Stop Emotional Eating in Three Steps
Do you often feel driven to eat when you aren't hungry? Do you tend to eat more when you feel anxious,
depressed, restless or bored? This is called "emotional eating" and most of us have done it at least once. Some of
us, however, take it to the extreme and make it an ongoing habit all day, every day.
The problem with emotional eating is that it creates a vicious cycle that never resolves anything. With physical
hunger, you feel hungry, you eat, you feel satisfied, and the need to eat dissipates until your body needs more
fuel. With emotional hunger, that satisfaction is never achieved because eating cannot resolve emotional
issues.
So you feel restless, anxious, bored, depressed, or sad, and you start craving cookies or potato chips to soothe
yourself. Eating may distract you from the negative feelings for a few minutes, but when you stop eating, they are
still there. So you keep eating more and more to try to feel better, but it doesn't work.

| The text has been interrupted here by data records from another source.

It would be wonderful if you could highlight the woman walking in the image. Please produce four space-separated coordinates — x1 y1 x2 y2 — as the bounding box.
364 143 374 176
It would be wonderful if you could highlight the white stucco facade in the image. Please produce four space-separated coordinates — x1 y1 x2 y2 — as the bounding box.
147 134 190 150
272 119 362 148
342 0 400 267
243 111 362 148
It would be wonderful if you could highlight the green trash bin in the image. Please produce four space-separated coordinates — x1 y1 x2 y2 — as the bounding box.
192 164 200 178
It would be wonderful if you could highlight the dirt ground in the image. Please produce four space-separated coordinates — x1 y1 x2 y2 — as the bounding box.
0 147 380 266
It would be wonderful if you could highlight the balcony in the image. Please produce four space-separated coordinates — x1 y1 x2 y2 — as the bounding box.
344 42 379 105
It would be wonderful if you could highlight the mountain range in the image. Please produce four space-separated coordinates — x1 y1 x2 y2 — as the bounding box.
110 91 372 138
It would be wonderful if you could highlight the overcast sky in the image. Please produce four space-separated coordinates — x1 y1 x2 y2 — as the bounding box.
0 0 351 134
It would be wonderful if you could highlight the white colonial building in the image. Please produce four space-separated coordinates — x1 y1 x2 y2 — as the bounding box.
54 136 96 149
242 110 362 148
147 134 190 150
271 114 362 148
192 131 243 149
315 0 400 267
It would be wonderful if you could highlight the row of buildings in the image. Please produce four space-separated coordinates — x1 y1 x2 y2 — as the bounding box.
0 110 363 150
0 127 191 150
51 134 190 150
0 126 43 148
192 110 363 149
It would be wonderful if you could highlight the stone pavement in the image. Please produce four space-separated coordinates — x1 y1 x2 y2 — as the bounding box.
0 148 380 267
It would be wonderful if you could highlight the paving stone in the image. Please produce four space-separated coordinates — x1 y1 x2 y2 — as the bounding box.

Stopping emotional eating is easier than you think, but it does require a bit of courage and persistence. Start
with these three steps:
1) What do you really want?
Your craving for potato chips or cookies is just a mask for something deeper you're craving. It might be that
you're really craving some quiet time to yourself, or a hug, or a greater sense of fulfillment in your work. The
best way to tell what you really want is to sit with your craving for food and follow it a bit deeper. Ask
yourself, "If I could have anything I wanted right now besides food, what would I ask for?"
2) Satisfy the true craving.
If you can figure out what you're really craving (hint: it's almost always a positive emotional quality like
inner peace, satisfaction, love, etc.), find a way to give that to yourself. If you discover that you're really
craving some quiet time to yourself, do what you can to grant it. You may have to do a bit of rearranging of your
schedule to make it work.
Also note that you may not be able to satisfy all of your true cravings immediately. For example, if you find
that you're really craving a loving relationship but you don't yet have that, you can at least quiet the yearning
by loving yourself - do nice things for yourself, buy yourself something, do things to make yourself feel happy
like you would if you had the relationship. That alone will usually help calm the emotional turbulence enough so
that the craving for food decreases.
3) Clarity and conviction.
Even if you can't figure out what you really want and the desire for food is persistent, simply acknowledge that
it's an emotional craving, not a physical one, and make a firm decision to eat only when physical hunger is
present. Whenever you feel a desire to eat, ask yourself, "Am I really hungry right now?
Physically hungry?" If so, eat. If not, decide that you will handle your emotional needs separately, without
bringing food into the picture. This approach takes a bit of inner strength and conviction, but it is extremely
effective once you get the hang of it.